Create a simple DataFrame


In [None]:
data = {
    'Name': ['Ali', 'Ayşe', 'Mehmet', 'Zeynep'],
    'Age': [25, 30, 35, 28],
    'City': ['Istanbul', 'Ankara', 'Izmir', 'Bursa']
}

df = pd.DataFrame(data)
print("\nDataFrame example:")
print(df)



## Basic Operations


Let's look at some common operations in Pandas:


View the first rows of DataFrame


In [None]:
print("First 2 rows:")
print(df.head(2))



View basic statistics


In [None]:
print("\nBasic statistics:")
print(df.describe())



Get information about DataFrame


In [None]:
print("\nDataFrame info:")
df.info()



## Typical Pandas Workflow


A typical workflow using pandas generally includes:


1. **Loading data**: Import data from CSV, Excel, SQL, JSON, etc.


2. **Exploring data**: Look at sample rows, check statistics, understand the structure


3. **Cleaning data**: Handle missing values, remove duplicates, fix data types


4. **Manipulating data**: Transform, filter, and organize data as needed


5. **Analyzing data**: Perform calculations, grouping, and statistical analysis


6. **Visualizing data**: Create plots and charts to visualize findings


7. **Saving results**: Export processed data or analysis results


Over the next few notebooks, we'll explore each of these steps in detail.


Example: Create a simple dataset


In [None]:
np.random.seed(42)  # For reproducibility
dates = pd.date_range('20230101', periods=6)
df = pd.DataFrame(np.random.randn(6, 4), index=dates, columns=list('ABCD'))
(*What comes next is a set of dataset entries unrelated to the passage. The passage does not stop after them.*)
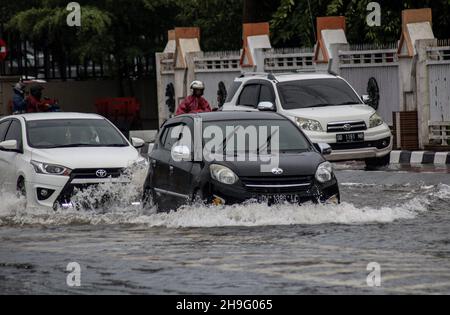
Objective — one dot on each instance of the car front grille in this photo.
(278, 185)
(347, 126)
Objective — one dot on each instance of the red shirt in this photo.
(193, 104)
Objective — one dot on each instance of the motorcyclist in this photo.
(35, 103)
(19, 103)
(195, 103)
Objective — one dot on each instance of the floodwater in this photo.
(399, 219)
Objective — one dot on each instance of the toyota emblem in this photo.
(277, 171)
(101, 173)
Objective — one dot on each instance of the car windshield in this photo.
(67, 133)
(257, 136)
(316, 93)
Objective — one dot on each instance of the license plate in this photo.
(350, 137)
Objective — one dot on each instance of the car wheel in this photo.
(378, 162)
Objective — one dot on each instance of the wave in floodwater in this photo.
(13, 212)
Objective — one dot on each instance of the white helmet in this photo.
(197, 85)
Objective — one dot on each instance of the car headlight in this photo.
(324, 172)
(309, 124)
(223, 174)
(375, 121)
(50, 169)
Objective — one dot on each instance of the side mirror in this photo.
(366, 99)
(324, 148)
(266, 107)
(138, 143)
(10, 145)
(181, 153)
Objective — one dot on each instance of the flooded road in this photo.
(397, 218)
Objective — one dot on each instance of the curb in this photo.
(420, 157)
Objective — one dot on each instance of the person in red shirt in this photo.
(195, 103)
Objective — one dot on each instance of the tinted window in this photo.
(14, 132)
(289, 137)
(249, 95)
(63, 133)
(3, 129)
(266, 94)
(233, 90)
(316, 93)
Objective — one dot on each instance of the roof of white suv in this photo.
(286, 77)
(50, 116)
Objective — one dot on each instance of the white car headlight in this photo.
(50, 169)
(223, 174)
(375, 121)
(324, 172)
(309, 124)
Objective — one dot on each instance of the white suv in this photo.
(325, 107)
(48, 156)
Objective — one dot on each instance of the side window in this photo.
(14, 132)
(249, 96)
(266, 94)
(172, 135)
(3, 129)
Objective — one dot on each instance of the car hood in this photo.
(334, 113)
(298, 164)
(76, 158)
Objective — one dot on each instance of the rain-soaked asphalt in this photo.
(398, 218)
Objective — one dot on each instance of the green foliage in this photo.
(126, 29)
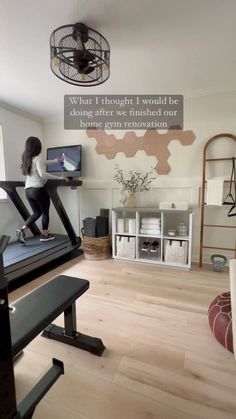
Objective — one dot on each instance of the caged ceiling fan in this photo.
(79, 55)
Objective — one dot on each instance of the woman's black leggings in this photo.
(40, 202)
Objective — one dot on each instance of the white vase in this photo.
(123, 197)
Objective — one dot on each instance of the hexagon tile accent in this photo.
(153, 143)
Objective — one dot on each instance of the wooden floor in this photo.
(161, 359)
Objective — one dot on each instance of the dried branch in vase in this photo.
(135, 181)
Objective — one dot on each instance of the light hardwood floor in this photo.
(161, 359)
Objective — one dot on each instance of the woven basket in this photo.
(96, 248)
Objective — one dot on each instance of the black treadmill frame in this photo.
(74, 242)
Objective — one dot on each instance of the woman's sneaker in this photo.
(44, 238)
(20, 236)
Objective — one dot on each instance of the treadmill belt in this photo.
(17, 252)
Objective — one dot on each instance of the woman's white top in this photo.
(39, 176)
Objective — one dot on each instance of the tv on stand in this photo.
(68, 161)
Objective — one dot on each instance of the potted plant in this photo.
(133, 182)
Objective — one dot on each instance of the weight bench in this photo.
(23, 321)
(35, 312)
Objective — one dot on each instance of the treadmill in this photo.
(20, 259)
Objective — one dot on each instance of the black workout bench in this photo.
(33, 313)
(22, 321)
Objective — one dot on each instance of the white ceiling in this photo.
(157, 46)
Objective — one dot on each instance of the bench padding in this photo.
(39, 308)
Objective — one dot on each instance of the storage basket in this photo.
(96, 248)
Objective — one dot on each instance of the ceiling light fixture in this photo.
(79, 55)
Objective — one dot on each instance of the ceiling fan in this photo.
(80, 55)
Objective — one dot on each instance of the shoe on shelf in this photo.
(20, 236)
(46, 238)
(145, 246)
(154, 247)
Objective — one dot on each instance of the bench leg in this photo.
(70, 336)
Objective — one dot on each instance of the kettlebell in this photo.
(218, 262)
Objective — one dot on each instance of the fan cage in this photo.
(63, 47)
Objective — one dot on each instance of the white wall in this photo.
(205, 115)
(16, 128)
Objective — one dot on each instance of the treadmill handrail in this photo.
(9, 187)
(52, 186)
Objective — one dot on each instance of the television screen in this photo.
(68, 160)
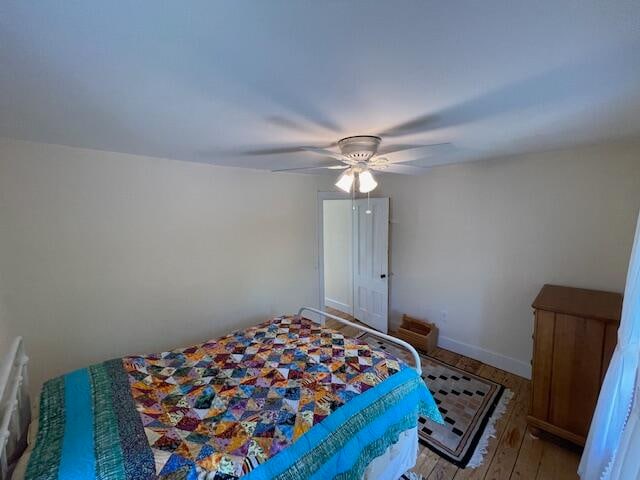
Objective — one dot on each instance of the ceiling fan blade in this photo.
(419, 124)
(300, 169)
(284, 149)
(328, 153)
(403, 169)
(409, 154)
(386, 150)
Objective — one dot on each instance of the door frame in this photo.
(338, 195)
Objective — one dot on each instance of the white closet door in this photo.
(371, 262)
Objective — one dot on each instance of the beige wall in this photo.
(337, 232)
(5, 332)
(478, 241)
(107, 254)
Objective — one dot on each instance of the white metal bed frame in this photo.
(397, 341)
(15, 408)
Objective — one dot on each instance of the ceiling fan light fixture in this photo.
(345, 180)
(366, 181)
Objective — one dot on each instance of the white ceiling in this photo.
(206, 81)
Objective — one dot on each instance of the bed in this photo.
(287, 399)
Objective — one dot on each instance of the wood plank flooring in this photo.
(514, 453)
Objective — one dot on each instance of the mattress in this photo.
(286, 399)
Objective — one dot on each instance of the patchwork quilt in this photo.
(287, 399)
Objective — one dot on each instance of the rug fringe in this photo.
(411, 475)
(490, 430)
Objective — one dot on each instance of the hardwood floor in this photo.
(513, 453)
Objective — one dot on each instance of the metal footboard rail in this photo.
(397, 341)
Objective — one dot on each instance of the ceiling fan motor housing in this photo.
(360, 148)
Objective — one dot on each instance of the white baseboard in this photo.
(343, 307)
(494, 359)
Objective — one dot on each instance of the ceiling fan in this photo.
(360, 156)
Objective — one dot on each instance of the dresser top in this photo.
(580, 302)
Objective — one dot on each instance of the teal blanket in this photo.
(287, 399)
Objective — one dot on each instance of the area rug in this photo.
(469, 404)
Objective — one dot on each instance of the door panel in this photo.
(371, 261)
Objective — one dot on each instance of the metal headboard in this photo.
(402, 343)
(15, 409)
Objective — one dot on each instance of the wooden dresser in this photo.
(574, 336)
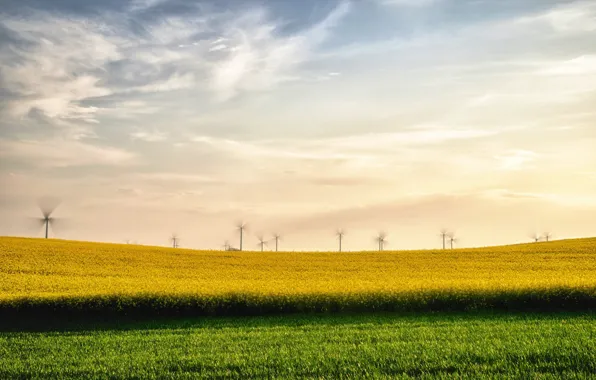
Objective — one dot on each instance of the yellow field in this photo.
(37, 269)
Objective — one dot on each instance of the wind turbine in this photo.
(262, 242)
(340, 235)
(241, 226)
(175, 240)
(381, 239)
(277, 238)
(536, 237)
(444, 235)
(452, 239)
(47, 207)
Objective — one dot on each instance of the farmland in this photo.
(342, 346)
(78, 276)
(87, 310)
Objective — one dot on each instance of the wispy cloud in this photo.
(149, 136)
(257, 57)
(64, 153)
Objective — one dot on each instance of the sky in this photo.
(153, 117)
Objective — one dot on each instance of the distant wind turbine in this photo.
(452, 239)
(444, 235)
(536, 238)
(381, 240)
(262, 242)
(241, 226)
(276, 238)
(47, 207)
(175, 240)
(340, 235)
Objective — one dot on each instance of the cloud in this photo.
(358, 147)
(575, 17)
(258, 58)
(63, 153)
(408, 3)
(517, 159)
(582, 65)
(53, 67)
(149, 136)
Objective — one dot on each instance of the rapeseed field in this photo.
(68, 275)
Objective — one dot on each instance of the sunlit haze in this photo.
(153, 117)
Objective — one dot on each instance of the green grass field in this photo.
(89, 310)
(350, 346)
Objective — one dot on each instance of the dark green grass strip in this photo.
(472, 346)
(148, 305)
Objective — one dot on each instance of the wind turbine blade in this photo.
(47, 205)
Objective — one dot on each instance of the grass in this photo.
(341, 346)
(57, 278)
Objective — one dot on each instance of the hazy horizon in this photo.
(149, 117)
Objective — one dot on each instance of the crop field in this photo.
(470, 346)
(88, 310)
(65, 276)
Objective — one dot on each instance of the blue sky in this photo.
(301, 117)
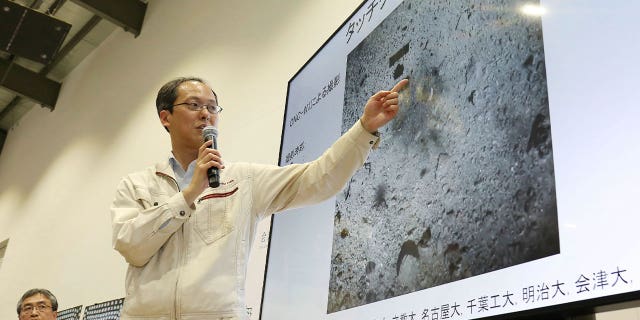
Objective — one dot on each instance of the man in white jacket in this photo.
(187, 244)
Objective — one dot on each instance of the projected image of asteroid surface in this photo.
(463, 182)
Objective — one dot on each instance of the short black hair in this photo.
(33, 292)
(168, 94)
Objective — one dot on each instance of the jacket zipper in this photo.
(176, 306)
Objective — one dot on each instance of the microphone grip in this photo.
(213, 173)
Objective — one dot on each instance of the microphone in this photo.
(211, 133)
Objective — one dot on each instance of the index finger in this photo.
(400, 85)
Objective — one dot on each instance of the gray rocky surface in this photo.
(463, 181)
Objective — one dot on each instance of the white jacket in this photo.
(189, 262)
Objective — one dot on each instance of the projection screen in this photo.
(506, 182)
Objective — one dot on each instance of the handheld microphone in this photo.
(211, 133)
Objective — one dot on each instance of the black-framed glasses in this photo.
(194, 106)
(29, 308)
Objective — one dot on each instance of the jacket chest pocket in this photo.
(213, 219)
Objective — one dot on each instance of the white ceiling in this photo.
(12, 106)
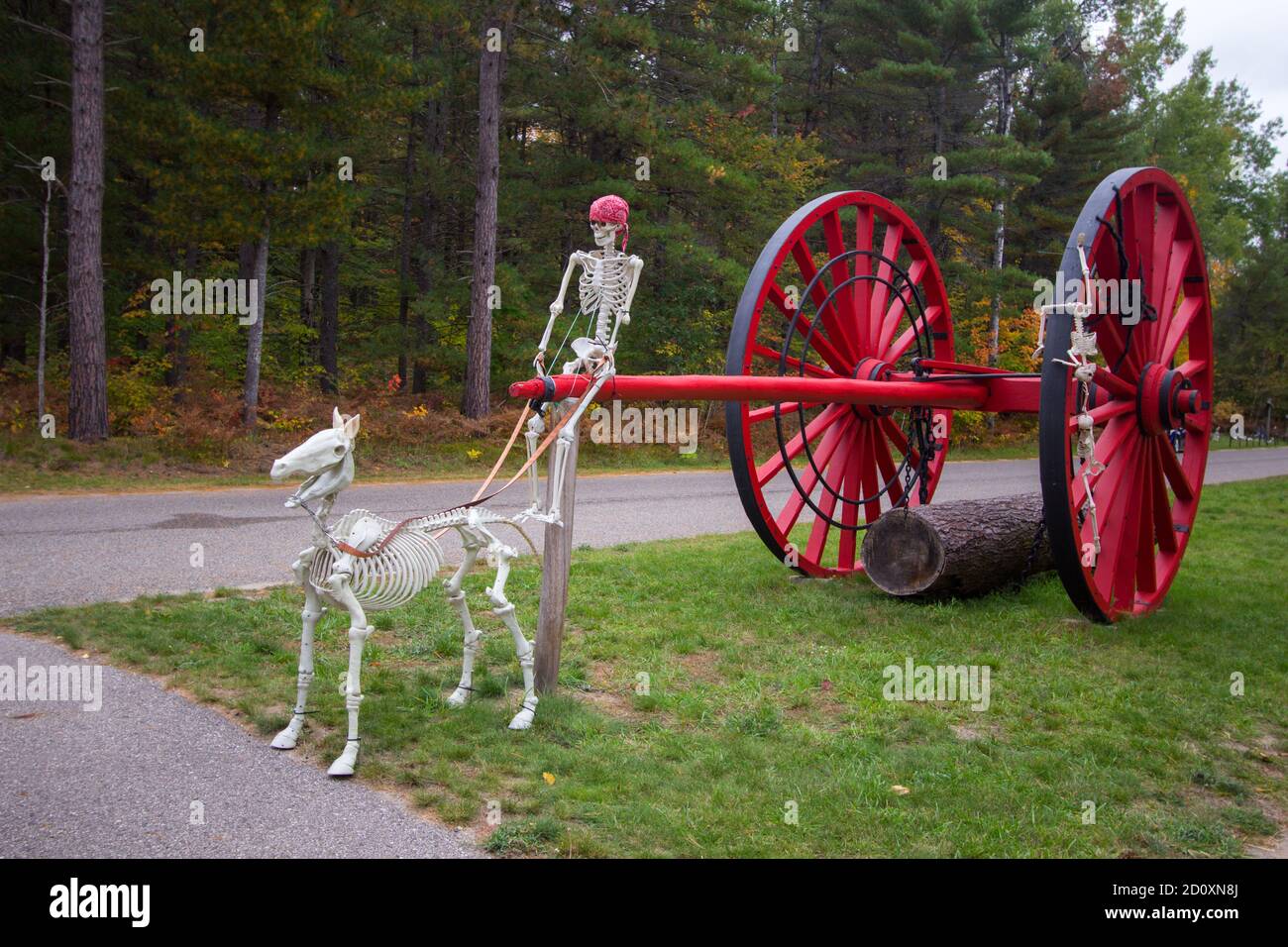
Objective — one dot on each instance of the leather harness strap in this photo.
(478, 496)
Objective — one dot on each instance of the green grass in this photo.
(767, 690)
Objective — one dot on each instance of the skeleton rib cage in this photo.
(603, 286)
(404, 566)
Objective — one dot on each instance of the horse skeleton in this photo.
(385, 569)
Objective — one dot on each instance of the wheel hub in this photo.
(872, 369)
(1163, 397)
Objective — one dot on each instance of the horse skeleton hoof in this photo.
(347, 761)
(522, 720)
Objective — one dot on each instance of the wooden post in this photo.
(557, 564)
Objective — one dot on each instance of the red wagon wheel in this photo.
(1153, 432)
(853, 291)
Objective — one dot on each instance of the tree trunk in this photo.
(178, 330)
(308, 286)
(44, 302)
(86, 401)
(256, 334)
(430, 234)
(815, 72)
(957, 549)
(329, 325)
(478, 337)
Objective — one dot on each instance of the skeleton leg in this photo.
(313, 609)
(503, 609)
(359, 634)
(536, 428)
(456, 598)
(563, 444)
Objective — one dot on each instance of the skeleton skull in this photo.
(605, 234)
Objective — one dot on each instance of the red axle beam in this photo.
(1000, 394)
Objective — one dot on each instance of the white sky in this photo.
(1247, 40)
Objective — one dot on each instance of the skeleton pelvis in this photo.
(402, 569)
(588, 350)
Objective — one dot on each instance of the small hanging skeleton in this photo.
(605, 287)
(1082, 359)
(365, 562)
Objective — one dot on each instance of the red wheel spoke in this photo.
(900, 304)
(809, 478)
(774, 466)
(1163, 530)
(1179, 328)
(871, 484)
(900, 346)
(1155, 250)
(1112, 518)
(863, 268)
(838, 363)
(846, 317)
(1164, 252)
(1106, 412)
(827, 497)
(889, 472)
(881, 289)
(1176, 266)
(828, 312)
(892, 431)
(767, 412)
(850, 489)
(1146, 578)
(1111, 441)
(1176, 474)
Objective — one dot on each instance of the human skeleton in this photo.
(605, 287)
(365, 562)
(1082, 359)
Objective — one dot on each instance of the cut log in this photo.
(957, 549)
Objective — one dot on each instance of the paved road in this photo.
(123, 781)
(93, 548)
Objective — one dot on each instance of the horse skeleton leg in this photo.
(313, 609)
(456, 598)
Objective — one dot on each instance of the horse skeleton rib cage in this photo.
(387, 567)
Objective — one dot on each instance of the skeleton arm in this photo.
(623, 315)
(555, 309)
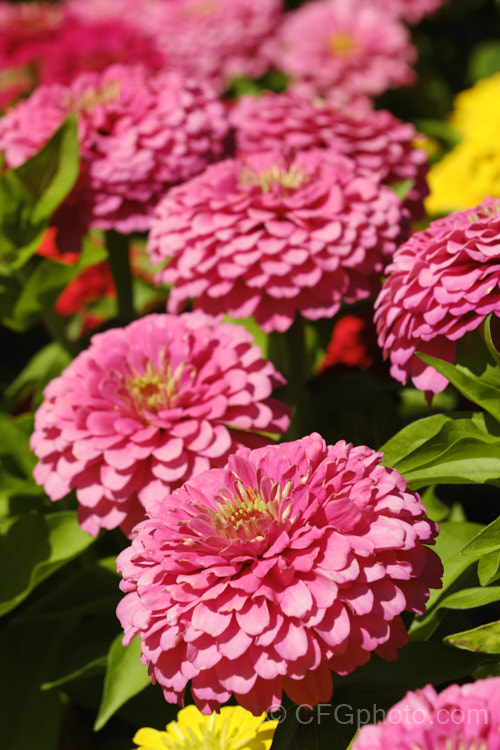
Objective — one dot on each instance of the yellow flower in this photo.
(471, 171)
(234, 728)
(477, 110)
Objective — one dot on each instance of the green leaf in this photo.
(485, 638)
(366, 694)
(450, 541)
(488, 540)
(47, 282)
(484, 60)
(488, 569)
(30, 194)
(476, 375)
(83, 650)
(31, 718)
(34, 547)
(125, 677)
(447, 449)
(402, 188)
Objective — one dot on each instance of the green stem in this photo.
(119, 260)
(52, 321)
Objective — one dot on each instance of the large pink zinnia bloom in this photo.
(465, 717)
(148, 406)
(267, 235)
(441, 284)
(292, 561)
(140, 133)
(375, 139)
(354, 47)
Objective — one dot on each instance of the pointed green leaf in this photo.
(125, 677)
(34, 547)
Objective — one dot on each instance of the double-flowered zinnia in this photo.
(139, 134)
(374, 139)
(269, 235)
(293, 560)
(233, 728)
(146, 407)
(442, 283)
(351, 46)
(465, 717)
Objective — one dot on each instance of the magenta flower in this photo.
(465, 717)
(441, 284)
(354, 47)
(267, 235)
(375, 140)
(147, 407)
(139, 133)
(411, 11)
(292, 561)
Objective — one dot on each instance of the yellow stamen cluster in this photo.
(233, 729)
(342, 44)
(93, 97)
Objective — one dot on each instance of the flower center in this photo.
(202, 8)
(154, 389)
(485, 212)
(288, 179)
(94, 97)
(342, 44)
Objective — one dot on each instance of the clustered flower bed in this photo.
(228, 517)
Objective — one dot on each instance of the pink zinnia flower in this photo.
(267, 235)
(139, 134)
(353, 46)
(465, 717)
(219, 39)
(441, 284)
(292, 561)
(148, 406)
(374, 139)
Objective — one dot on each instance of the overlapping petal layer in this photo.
(465, 717)
(442, 283)
(374, 139)
(293, 560)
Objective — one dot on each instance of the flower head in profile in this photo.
(147, 407)
(354, 47)
(267, 235)
(471, 170)
(442, 283)
(412, 11)
(293, 560)
(140, 133)
(465, 717)
(374, 139)
(233, 728)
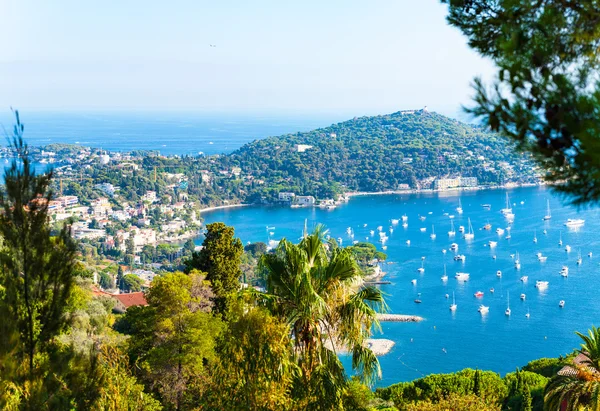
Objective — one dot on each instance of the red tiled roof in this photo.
(131, 299)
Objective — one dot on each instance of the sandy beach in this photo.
(379, 346)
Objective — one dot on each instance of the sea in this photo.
(444, 341)
(177, 133)
(450, 341)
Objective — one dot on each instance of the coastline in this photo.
(446, 190)
(204, 210)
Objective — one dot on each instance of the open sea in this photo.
(169, 133)
(446, 341)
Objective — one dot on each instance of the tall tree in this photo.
(317, 289)
(546, 95)
(177, 338)
(220, 258)
(579, 388)
(255, 366)
(36, 269)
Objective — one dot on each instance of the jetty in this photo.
(399, 318)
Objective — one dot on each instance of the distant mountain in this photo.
(380, 153)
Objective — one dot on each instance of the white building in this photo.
(286, 197)
(301, 148)
(305, 201)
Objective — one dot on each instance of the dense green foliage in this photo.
(220, 259)
(580, 388)
(312, 286)
(546, 95)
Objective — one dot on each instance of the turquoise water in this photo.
(447, 342)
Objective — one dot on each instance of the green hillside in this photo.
(381, 152)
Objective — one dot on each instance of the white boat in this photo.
(451, 233)
(560, 238)
(453, 306)
(573, 223)
(459, 208)
(462, 276)
(469, 235)
(506, 210)
(445, 276)
(548, 215)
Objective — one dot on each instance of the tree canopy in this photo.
(546, 95)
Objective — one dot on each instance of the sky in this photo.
(312, 56)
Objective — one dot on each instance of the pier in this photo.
(400, 318)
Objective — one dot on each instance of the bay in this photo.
(447, 342)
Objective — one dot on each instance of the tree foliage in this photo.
(220, 259)
(546, 94)
(316, 288)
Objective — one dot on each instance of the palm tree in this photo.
(317, 288)
(577, 387)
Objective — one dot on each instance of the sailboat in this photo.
(451, 233)
(507, 209)
(453, 306)
(560, 238)
(459, 208)
(548, 216)
(445, 276)
(469, 235)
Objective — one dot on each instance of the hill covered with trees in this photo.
(378, 153)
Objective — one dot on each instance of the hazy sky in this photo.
(348, 56)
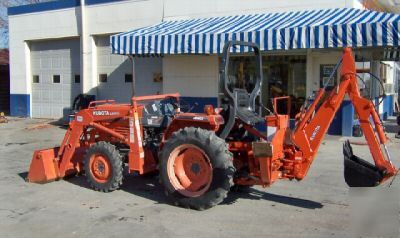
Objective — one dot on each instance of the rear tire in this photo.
(103, 167)
(206, 165)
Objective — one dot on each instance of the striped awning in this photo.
(329, 28)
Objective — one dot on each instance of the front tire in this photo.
(196, 168)
(103, 167)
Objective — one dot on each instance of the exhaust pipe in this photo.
(358, 172)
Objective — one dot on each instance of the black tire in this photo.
(109, 152)
(241, 188)
(220, 159)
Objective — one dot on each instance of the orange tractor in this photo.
(200, 156)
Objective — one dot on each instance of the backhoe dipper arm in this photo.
(310, 131)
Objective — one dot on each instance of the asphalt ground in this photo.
(318, 206)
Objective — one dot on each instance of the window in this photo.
(103, 78)
(35, 79)
(77, 78)
(56, 79)
(128, 78)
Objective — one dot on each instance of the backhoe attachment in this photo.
(314, 122)
(358, 172)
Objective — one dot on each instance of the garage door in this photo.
(55, 77)
(115, 74)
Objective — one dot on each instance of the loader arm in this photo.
(312, 127)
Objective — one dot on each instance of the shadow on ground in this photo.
(254, 194)
(148, 187)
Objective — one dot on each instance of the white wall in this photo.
(35, 26)
(314, 60)
(191, 76)
(183, 9)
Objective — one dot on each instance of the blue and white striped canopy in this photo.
(329, 28)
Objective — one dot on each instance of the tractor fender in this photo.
(198, 120)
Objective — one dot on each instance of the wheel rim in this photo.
(189, 170)
(100, 168)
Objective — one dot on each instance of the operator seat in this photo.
(244, 110)
(240, 103)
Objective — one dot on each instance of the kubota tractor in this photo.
(200, 156)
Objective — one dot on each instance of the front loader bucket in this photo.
(358, 172)
(44, 167)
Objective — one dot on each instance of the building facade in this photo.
(61, 49)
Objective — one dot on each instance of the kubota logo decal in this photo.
(314, 132)
(105, 113)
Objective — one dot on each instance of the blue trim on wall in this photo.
(387, 107)
(55, 5)
(200, 101)
(41, 7)
(347, 118)
(93, 2)
(20, 105)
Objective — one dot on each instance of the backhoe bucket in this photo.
(44, 167)
(358, 172)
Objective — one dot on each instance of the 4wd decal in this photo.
(105, 113)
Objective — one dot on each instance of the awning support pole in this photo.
(132, 58)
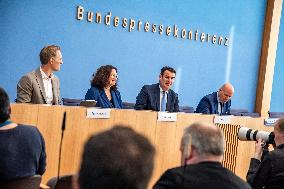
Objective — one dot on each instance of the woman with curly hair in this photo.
(104, 88)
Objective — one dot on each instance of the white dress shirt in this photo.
(161, 96)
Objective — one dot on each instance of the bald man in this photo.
(201, 159)
(217, 102)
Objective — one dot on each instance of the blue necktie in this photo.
(163, 103)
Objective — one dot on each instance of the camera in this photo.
(247, 134)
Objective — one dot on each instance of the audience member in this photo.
(22, 148)
(159, 97)
(268, 173)
(41, 86)
(217, 102)
(104, 88)
(118, 158)
(202, 148)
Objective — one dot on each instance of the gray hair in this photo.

print("Example time-series data:")
print(df)



Simple analysis


In [None]:
print("\nColumn means:")
print(df.mean())



Simple visualization


In [None]:
import matplotlib.pyplot as plt


%matplotlib inline - This is for Jupyter notebooks


In [None]:

plt.figure(figsize=(10, 6))
df.plot(figsize=(10, 6))
plt.title('Random Time Series Data')
plt.ylabel('Value')
plt.grid(True)


plt.show() # Uncomment to show the plot when running as a script


## Conclusion


This script provided a brief introduction to pandas and its capabilities. In the following scripts, we'll explore pandas data structures and operations in more detail:


1. Series: One-dimensional labeled arrays


2. DataFrames: Two-dimensional labeled data structures


3. Reading Data: Importing data from CSV and JSON files


4. Data Analysis: Techniques for exploring and analyzing data


Each script will build on these fundamentals and provide more in-depth examples.